Evaluating Single-Task Expert LLMs and Their Generalization Capabilities

The recent surge in the performance of LLMs (LMs) can be attributed to instruction tuning, a technique that involves fine-tuning LMs on multiple tasks with prompted instructions. Such multitask-prompted fine-tuning has developed models showing robust generalization abilities on unseen tasks. The prevalent consensus has been that the efficacy of multitask LMs (MT LMs) increases with the number of training tasks. The paper authored by Jang et al., "Exploring the Benefits of Training Expert LLMs over Instruction Tuning," challenges this principle by presenting empirical evidence that expert LMs—models fine-tuned on a single task—can perform comparably or superior to MT LMs across various unseen tasks.

Significant Findings

The authors illustrate a pivotal finding: an expert LM, fine-tuned on a single task, can outperform a multitask LM fine-tuned on over 300 tasks in terms of mean accuracy on 11 unseen datasets and on 13 datasets from the BIG-bench benchmark. Specifically, they highlight that a single-task expert can surpass T0-3B—an established MT LM—by margins of 3.20% and 1.29% in mean accuracy across these datasets. This outcome raises questions about the strategy of increasing the number of tasks to enhance the generalization capabilities of multitask LMs.

Furthermore, the paper demonstrates the advantage of a distributed model which trains a distinct expert LM for each task.
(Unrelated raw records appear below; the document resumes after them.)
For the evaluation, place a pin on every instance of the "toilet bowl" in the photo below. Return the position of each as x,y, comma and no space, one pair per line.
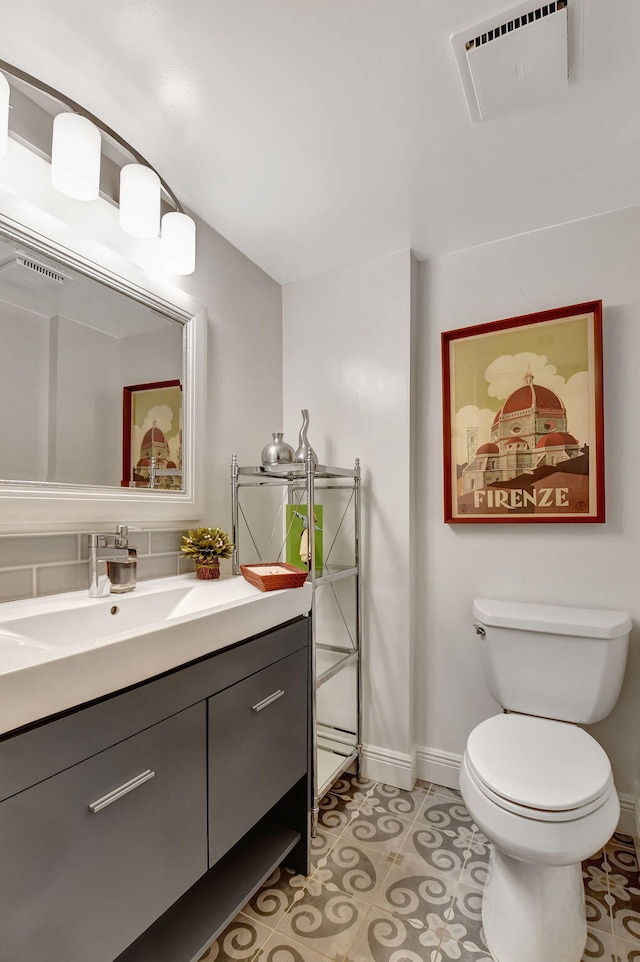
543,793
538,786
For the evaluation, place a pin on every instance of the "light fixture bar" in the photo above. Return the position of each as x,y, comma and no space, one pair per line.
83,112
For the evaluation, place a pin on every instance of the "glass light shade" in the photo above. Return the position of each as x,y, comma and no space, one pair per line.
75,157
178,243
5,91
139,201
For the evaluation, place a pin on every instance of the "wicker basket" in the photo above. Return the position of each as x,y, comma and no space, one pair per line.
272,577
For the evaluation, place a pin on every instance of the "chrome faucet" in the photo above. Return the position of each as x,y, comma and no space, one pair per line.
112,563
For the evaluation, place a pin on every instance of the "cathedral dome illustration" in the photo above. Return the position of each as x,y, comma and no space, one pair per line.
528,432
533,396
556,439
154,436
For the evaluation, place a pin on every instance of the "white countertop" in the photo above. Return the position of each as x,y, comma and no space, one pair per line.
63,650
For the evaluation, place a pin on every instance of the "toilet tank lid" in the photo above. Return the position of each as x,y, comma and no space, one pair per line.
555,619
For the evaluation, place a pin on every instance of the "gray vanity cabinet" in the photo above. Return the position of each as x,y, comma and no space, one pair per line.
84,883
135,827
267,715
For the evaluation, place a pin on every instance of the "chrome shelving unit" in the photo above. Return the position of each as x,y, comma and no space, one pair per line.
336,631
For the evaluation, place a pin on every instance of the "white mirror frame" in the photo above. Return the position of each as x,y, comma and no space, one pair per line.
26,506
This approach presents benefits such as the avoidance of negative task transfer, enhanced continual learning capability without catastrophic forgetting, and the possibility of compositional task-solving through the union of multiple experts.

Implications and Speculations

The implications of this research are profound. Theoretically, it challenges the perception that scaling the number of tasks is a necessary condition for a model to excel at diverse unseen tasks. Practically, the approach provides a framework for developing LMs that are more efficient in terms of computational resources as they do not necessitate retraining on extensive task batches, thus promoting adaptability and agility in evolving task environments.

Moving forward, one could envision further exploration into optimal strategies for expert retrieval mechanisms during inference, which could leverage learned representations or entail training a retrieval-specific model. Moreover, the prospect of task-compositional or federated learning opens up intriguing possibilities for individual LMs to collaborate, integrate capabilities, and derive synergies that a singular model might find challenging.

Future Directions

The research paves the way for various future exploration avenues, one being the expansion of the expert-based model to LLMs beyond 11B parameters where capacity might dilute negative task transfer incidences, thus benefiting from large-scale multitask learning. Another interesting trajectory would be the refinement of retrieval mechanisms, which could dynamically assign tasks to the most appropriate experts.

Overall, this paper reframes how the computational linguistics community may consider fine-tuning strategies for LLMs. By shifting towards a model that values specialization and focuses on task-specific fine-tuning within a distributed framework, this approach charts a course for more flexible, efficient, and theoretically nuanced LLMing paradigms.